Yahweh of armies will make for all peoples on this mountain a banquet of oils, a banquet of aged wine, of marrow, and of fine wine. On this mount, he will consume the veil that shrouds all peoples and the covering that cover all nations. He will consume death forever. Yahweh Adonai will wipe tears away from every face. So, he will remove the shame of his people from all the earth. Indeed, Yahweh has spoken.
Isaiah’s twenty-fifth chapter profoundly meditates on the central problem of death. Death veils all peoples and covers all nations. But, on Zion, God consumes the veil and the covering. He consumes death forever, the power of our ancient foe (Isa 25:6-7).

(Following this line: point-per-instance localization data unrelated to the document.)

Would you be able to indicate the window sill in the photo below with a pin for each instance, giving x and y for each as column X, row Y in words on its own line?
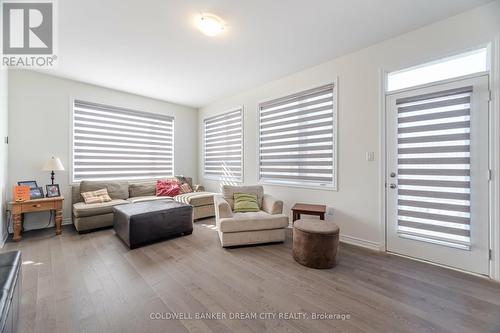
column 309, row 187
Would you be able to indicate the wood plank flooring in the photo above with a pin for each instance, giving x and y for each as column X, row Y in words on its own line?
column 93, row 283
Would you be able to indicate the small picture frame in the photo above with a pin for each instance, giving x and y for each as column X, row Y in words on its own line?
column 31, row 183
column 36, row 193
column 53, row 191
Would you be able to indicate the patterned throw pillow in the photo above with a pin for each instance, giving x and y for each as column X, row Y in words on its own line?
column 167, row 188
column 185, row 188
column 98, row 196
column 244, row 202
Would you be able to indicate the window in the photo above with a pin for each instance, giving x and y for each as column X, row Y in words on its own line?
column 116, row 143
column 297, row 141
column 434, row 167
column 223, row 152
column 447, row 68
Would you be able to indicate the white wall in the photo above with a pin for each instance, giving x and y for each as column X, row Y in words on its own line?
column 357, row 202
column 3, row 155
column 39, row 120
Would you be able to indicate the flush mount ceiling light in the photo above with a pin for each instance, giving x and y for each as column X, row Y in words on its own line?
column 209, row 24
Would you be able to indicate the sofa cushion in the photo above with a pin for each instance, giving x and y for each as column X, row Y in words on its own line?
column 244, row 202
column 96, row 196
column 196, row 198
column 81, row 209
column 142, row 189
column 253, row 221
column 167, row 188
column 116, row 189
column 228, row 192
column 147, row 198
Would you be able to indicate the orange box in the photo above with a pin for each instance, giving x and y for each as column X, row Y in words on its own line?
column 21, row 193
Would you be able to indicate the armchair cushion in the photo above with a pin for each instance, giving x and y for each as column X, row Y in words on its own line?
column 244, row 202
column 272, row 205
column 252, row 221
column 228, row 192
column 222, row 208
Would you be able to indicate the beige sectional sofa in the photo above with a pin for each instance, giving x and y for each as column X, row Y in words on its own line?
column 87, row 217
column 265, row 226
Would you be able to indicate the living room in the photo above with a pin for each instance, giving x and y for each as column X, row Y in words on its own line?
column 232, row 166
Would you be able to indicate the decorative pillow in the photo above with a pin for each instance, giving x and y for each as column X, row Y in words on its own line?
column 167, row 188
column 244, row 202
column 185, row 188
column 98, row 196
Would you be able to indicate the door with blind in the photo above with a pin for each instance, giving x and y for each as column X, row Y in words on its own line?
column 437, row 180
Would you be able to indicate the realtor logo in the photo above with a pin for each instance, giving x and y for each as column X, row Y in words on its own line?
column 28, row 34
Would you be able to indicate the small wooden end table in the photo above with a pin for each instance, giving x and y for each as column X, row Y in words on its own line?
column 308, row 209
column 19, row 208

Our first parents brought us death by their transgression on the mountain. But from the mountain, God will save us from death, the last enemy (Isa 25:9). The serpent, cursed as he was, ate dust. His future included a foot, a foot that would crush his head. And from the mountain, God treads down Moab Isa 25:10). He will lay them low, and they will eat dust (25:12).
In that day,
the LORD will punish with his sword—
his fierce, great and powerful sword—
Leviathan the gliding serpent,
Leviathan the coiling serpent;
he will slay the monster of the sea. (Isa 27:1 NIV).
Moab is a cipher for the great serpent, the age old foe, the devil.

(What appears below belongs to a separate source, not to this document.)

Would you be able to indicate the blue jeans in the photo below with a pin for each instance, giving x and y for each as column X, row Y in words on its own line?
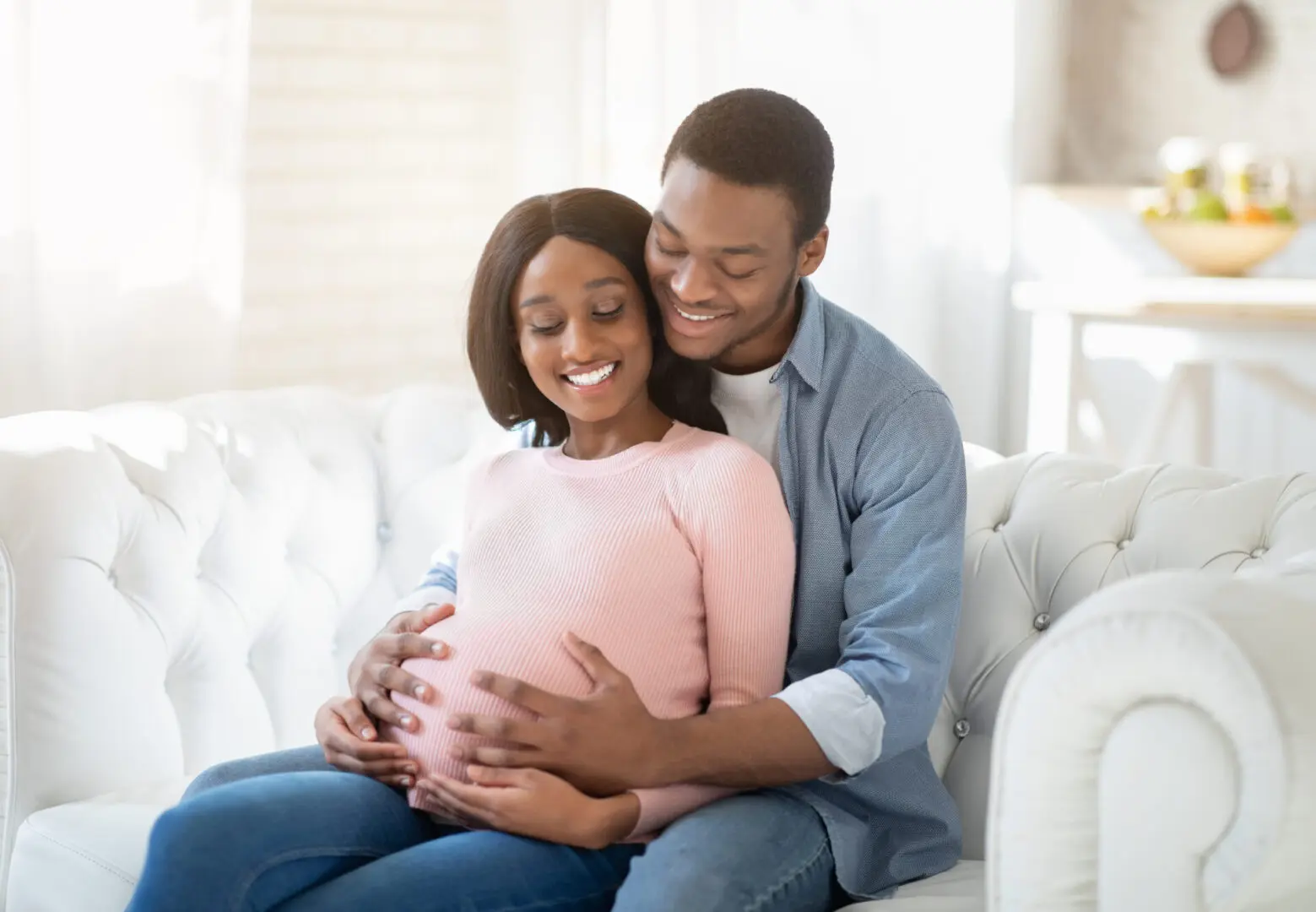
column 761, row 852
column 328, row 841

The devil has enslaved us all because we fear our mortality, our corruption. As the ancient writer says, “Since the children have flesh and blood, he too shared in their humanity so that by his death he might break the power of him who holds the power of death—that is, the devil—and free those who all their lives were held in slavery by their fear of death” (Heb 2:14-15). The devil has power over death, and he enslaves us by the fear of it.

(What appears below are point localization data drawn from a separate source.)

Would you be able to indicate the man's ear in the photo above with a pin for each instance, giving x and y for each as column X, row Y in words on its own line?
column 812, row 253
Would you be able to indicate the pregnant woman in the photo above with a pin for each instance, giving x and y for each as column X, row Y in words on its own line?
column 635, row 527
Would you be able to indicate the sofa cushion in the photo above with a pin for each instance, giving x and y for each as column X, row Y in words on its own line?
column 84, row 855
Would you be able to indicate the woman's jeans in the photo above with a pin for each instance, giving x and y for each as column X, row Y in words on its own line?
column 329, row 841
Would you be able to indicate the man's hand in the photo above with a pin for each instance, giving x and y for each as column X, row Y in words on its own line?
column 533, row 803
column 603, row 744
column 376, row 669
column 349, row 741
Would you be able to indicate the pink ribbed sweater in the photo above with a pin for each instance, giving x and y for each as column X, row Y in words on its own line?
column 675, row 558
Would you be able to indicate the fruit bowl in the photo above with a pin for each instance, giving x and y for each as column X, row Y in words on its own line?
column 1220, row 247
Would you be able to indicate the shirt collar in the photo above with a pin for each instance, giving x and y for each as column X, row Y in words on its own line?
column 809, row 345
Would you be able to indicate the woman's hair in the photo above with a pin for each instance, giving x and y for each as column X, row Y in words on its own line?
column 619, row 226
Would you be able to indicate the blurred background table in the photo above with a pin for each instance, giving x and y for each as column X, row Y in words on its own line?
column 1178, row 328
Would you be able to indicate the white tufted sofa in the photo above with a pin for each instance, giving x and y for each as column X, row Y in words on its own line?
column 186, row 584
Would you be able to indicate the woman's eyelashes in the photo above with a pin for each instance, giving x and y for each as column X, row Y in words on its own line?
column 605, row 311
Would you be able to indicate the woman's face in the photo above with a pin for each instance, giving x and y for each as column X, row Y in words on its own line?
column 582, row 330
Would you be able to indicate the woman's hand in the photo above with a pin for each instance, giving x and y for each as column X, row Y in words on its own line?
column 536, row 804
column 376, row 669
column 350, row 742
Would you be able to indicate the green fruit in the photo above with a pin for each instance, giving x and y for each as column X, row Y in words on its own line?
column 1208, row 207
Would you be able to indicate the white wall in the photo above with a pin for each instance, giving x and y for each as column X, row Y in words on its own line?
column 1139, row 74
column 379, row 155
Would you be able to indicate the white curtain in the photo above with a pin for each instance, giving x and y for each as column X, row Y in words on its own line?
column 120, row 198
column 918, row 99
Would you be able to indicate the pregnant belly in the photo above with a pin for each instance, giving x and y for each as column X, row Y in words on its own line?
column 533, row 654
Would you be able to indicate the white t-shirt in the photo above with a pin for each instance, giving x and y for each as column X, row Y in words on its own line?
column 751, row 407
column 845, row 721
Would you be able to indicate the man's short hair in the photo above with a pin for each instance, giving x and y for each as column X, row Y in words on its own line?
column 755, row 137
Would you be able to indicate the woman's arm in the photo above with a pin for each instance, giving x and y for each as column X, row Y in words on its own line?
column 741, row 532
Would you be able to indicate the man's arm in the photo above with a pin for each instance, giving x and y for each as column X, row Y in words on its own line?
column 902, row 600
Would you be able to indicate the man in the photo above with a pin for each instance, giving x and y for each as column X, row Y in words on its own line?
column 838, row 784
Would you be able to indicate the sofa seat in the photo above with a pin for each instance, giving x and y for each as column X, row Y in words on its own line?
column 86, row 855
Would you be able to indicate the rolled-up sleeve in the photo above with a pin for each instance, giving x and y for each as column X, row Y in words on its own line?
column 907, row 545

And yet: “The reason the Son of God appeared was to destroy the devil’s work” (John 3:8).* By his death, the Son of God swallowed death forever. He consumed it. He crippled the serpent’s power. He proclaimed victory in Sheol. He freed the souls awaiting the resurrection to life from the realm of the dead.
The veil over us no longer shrouds our life. The Spirit has shone in our hearts as God declared, “Let light shine out of darkness.” (2 Cor 4:6). So the darkness of death fled. Darkness can never overcome light. Light gives darkness flight.
On the mountain, death was put to death. And life was returned. The enslaved set free. The serpent defeated. And fear fled because perfect love casts out all fear.
* I owe this insight to Richard Beck, The Slavery of Death, p. 6. Beck also underscores the importance of Hebrews 2.